Catégorie: Matériel/GPS, Reportages, Satellite/Spatial

En début d’année, dans le cadre du comité de programme Galileo, les États membres de l’Union Européenne ont décidé que le service de haute précision de Galileo serait gratuit et ouvert. Ainsi, en 2020, chacun d’entre nous, avec une puce GNSS de base, pourra se localiser à une vingtaine de centimètres près. Vraiment ?

©CNES/ESA

Galileo à 20 cm gratuit ? La nouvelle est réjouissante et certainement inspirée par les enjeux autour des véhicules autonomes. Elle vise également le grand public et lui permettra peut-être d’apprécier la constellation européenne en cours de déploiement, qui a plus défrayé la chronique pour ses retards que pour ses performances. Un enjeu non négligeable quand chacun bénéficie d’applications géolocalisées de plus en plus présentes et précises, surtout depuis que les données brutes des puces GNSS et des accéléromètres de nos smartphones sont accessibles aux développeurs.

Mais la décision est complexe à mettre en place, car cette augmentation de la précision ne peut se faire sans technique complémentaire. Il ne s’agit pas ici d’annuler un brouillage du signal qui introduisait des mesures aléatoires comme lorsque les Américains ont supprimé la Selective Ability du GPS en 2000, faisant passer la précision de plusieurs dizaines de mètres à moins de deux mètres. Il s’agit de renforcer les performances de localisation du récepteur de l’utilisateur en lui apportant des informations complémentaires sur les différentes sources d’erreurs affectant ses mesures. Quelle technologie sera choisie par l’Europe ?

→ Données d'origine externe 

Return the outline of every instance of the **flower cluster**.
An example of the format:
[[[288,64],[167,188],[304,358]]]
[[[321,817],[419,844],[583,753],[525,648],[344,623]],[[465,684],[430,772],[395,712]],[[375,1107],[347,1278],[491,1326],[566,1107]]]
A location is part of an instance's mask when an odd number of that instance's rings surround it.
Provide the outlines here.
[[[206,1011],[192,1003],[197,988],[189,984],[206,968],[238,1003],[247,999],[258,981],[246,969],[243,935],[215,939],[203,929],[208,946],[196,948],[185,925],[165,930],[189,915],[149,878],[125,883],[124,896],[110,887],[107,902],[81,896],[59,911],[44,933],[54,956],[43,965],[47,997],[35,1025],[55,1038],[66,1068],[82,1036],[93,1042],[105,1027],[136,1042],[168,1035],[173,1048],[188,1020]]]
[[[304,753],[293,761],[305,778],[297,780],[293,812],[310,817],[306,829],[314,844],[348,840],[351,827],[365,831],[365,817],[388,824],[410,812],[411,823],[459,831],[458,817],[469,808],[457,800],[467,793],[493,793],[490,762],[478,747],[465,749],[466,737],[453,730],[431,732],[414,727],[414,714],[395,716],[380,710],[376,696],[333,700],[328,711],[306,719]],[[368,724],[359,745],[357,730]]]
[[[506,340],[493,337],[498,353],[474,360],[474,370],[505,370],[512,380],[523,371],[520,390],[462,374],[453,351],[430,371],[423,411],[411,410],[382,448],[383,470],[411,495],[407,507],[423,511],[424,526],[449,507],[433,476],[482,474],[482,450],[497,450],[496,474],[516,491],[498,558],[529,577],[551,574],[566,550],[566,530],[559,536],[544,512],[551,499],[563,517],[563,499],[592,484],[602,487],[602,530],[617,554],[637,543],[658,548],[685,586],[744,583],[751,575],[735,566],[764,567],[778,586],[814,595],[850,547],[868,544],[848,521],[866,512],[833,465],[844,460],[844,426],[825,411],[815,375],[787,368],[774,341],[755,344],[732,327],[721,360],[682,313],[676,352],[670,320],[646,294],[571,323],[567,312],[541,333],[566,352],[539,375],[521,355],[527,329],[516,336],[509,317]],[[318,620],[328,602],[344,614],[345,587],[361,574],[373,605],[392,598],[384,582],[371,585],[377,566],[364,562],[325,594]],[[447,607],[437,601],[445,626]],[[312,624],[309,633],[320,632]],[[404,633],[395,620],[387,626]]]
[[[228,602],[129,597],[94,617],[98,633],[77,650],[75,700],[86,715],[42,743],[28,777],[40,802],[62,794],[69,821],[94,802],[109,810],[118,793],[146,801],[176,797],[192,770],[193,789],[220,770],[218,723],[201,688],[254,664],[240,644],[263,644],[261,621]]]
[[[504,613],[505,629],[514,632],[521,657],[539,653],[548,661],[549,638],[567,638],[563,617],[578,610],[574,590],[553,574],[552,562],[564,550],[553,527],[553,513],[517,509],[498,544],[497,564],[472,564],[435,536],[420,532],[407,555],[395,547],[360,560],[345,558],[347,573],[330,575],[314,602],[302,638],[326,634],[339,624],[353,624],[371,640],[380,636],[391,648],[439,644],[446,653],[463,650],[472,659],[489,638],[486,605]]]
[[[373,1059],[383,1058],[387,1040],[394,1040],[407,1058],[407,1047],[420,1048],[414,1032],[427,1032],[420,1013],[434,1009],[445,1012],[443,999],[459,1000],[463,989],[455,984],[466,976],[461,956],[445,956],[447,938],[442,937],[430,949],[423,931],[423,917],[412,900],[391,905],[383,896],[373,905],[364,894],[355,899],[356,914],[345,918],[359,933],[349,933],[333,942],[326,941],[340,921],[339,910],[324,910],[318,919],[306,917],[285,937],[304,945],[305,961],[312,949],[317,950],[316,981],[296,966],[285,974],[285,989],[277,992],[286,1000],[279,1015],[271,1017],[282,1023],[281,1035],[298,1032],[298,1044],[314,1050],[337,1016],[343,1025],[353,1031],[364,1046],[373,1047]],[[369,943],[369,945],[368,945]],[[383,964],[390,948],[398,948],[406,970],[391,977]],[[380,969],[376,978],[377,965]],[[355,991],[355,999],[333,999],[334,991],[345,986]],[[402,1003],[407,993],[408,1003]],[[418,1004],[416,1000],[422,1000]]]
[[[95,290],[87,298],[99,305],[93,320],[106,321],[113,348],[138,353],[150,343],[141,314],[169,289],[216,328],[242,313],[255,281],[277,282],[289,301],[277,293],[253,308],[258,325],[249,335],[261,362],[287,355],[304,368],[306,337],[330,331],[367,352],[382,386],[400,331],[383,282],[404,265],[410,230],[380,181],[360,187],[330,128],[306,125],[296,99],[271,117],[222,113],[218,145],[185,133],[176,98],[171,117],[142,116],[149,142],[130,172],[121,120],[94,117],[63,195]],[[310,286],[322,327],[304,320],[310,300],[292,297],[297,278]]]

Crédit Infographie – Galileo, un bond pour la constellation ! Crédits : CNES 2016. Création : nun {atelier de design graphique} Licence CC BY-NC-SA 3.0

Crédit Infographie – Galileo, un bond pour la constellation ! Crédits : CNES 2016.
Création : nun {atelier de design graphique} Licence CC BY-NC-SA 3.0

RTK ?

Dans ce domaine, plusieurs techniques sont possibles et déjà exploitées avec les constellations GPS, Beidou et Glonass. La plus connue, le RTK, exploite une station fixe de référence installée pour l’occasion, ou faisant partie d’un réseau préétabli (Orphéon ou TERIA en France par exemple). Grâce à une communication Internet mobile, votre récepteur GNSS reçoit les données d’une ou plusieurs stations GNSS permanentes parfaitement géolocalisées afin de prendre en compte les erreurs affectant votre zone de mesure. Un système qui fonctionne très bien mais qui nécessite d’avoir une ou plusieurs stations permanentes à moins de 30 km de votre récepteur.

Ou PPP ?

L’autre approche est le PPP, alias Positionnement Ponctuel Précis. Il consiste à modéliser et estimer toutes les erreurs affectant l’équation de mesure GNSS, à savoir les erreurs d’orbites et d’horloges satellites, celles liées à l’atmosphère et au récepteur lui-même. Le CNES a déposé plusieurs brevets et conçu des algorithmes qui sont aujourd’hui exploités par Géoflex. « Quand on fournit des corrections différentielles (RTK-NRTK), explique Romain Legros, directeur général de Géoflex, on ne fait pas la part des choses entre les différentes erreurs affectant les mesures GNSS. La station fixe permet de modéliser leur résultante globale pour l’appliquer au récepteur mobile évoluant à son voisinage. Avec le PPP consistant à estimer intrinsèquement chaque erreur, il est possible de se concentrer uniquement sur celles qui sont dépendantes des satellites eux-mêmes, liées à leurs orbites, horloges et biais d’électronique. Quand nous diffusons ces données « satellites dépendantes » aux utilisateurs, c’est-à-dire tous ceux qui utilisent le même satellite, quelle que soit la position du récepteur dans le monde, les puces peuvent alors mieux synchroniser leurs mesures. De cette façon, nous atteignons une précision de l’ordre de 4 cm pour 95 % des mesures partout dans le monde, sans autre infrastructure au sol qu’une centaine de stations GNSS permanentes, et surtout sans notion de distance entre le récepteur et les stations. » Les observations du réseau de stations permanentes sont remontées en temps réel vers deux centres de calculs redondants, en Europe et en Amérique du Nord. Les utilisateurs accèdent alors aux corrections en temps réel via une communication Internet mobile.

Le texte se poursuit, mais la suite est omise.